What happens during the actual procedure?


After the doctor examines you and goes over the risks and benefits of the procedure, he or she will ask you to sign a consent form. Then, you will either be assisted to the X-ray or ultrasound table. Your injection site is cleansed with an antiseptic soap and alcohol, and then covered by sterile drapes. The skin is numbed with local anesthetic (numbing medicine). Using either X-ray or ultrasound guidance, a needle is advanced to the nerve.  Local anesthetic (numbing medicine) and possibly steroid are then injected around the nerve, and the needle is removed. The injection site will be washed, and a Band-Aid will be applied. You will be monitored for an appropriate time in the recovery area (usually 10-20 minutes) where you may be offered juice/soda and graham crackers. You will be given verbal and written discharge instructions and may go home with your driver after your doctor authorizes discharge.
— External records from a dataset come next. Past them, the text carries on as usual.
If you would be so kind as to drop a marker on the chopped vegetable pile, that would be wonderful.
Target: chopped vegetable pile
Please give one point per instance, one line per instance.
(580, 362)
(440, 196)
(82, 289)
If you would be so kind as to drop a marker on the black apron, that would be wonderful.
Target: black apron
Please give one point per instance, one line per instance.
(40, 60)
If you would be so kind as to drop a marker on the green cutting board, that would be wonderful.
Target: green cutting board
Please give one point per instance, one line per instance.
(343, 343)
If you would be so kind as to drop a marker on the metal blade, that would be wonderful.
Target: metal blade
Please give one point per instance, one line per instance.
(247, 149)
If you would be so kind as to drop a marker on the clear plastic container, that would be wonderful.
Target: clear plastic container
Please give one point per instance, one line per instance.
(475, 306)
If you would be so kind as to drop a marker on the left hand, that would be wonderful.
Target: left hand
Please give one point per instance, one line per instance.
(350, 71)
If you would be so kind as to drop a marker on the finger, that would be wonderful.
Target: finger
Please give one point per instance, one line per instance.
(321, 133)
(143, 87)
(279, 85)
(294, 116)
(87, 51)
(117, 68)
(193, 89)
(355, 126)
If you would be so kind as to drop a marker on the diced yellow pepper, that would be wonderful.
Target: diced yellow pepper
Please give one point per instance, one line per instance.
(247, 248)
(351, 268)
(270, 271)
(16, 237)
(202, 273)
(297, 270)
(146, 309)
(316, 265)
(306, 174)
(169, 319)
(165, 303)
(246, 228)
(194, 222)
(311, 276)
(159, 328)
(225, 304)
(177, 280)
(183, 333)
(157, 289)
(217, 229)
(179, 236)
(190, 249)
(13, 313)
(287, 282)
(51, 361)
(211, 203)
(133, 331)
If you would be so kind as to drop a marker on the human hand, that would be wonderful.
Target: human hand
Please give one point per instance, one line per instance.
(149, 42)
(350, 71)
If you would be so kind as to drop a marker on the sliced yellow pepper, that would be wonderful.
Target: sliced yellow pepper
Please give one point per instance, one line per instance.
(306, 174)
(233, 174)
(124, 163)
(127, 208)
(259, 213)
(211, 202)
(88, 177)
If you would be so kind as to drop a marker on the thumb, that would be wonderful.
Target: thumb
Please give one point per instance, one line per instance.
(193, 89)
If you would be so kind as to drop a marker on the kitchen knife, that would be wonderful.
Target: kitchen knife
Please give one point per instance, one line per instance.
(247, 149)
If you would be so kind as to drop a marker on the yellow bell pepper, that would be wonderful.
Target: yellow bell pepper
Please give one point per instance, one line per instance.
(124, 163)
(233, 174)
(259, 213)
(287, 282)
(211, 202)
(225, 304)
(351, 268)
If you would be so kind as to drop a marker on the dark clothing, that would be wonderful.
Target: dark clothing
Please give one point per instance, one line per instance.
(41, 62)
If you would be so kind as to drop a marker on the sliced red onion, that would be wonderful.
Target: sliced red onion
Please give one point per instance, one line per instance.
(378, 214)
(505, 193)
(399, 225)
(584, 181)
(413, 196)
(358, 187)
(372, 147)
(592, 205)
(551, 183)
How will I feel after the injection?


Your pain may be improved immediately after the injection from the local anesthetic. Once the numbing medicine wears off, your pain may return. It is possible that you will have some soreness at the injection site and your pain may worsen for a day or two after the procedure. The steroid medication takes 2-3 days to start having an effect in most people. Using an ice pack applied three or four times a day can help alleviate the discomfort at the injection site. You may take your usual pain medication after the injection.

Will I have restrictions on the day of the procedure?


No heat is to be used in the injected area for the remainder of the day. No tub bath, shower or soaking in water (i.e., pool, hot tub, etc.) for the remainder of the day. You may resume normal diet and medications after the procedure unless told otherwise by your doctor.

When should I call the Pain Management Center?

We would like you to schedule a follow up appointment 1-2 weeks after your procedure regarding your response. Specifically, we would like to know if you experienced pain relief (if so, how long did it last), your current pain score, and if you are experiencing any problems. If you experience severe pain, new numbness or weakness of your legs, a temperature of 100.5 or greater, or signs of infection in the area of the injection (redness, swelling, heat, discharge), you should call the Pain Management Center immediately at 702-982-1300 to have the pain management physician on call paged to your number.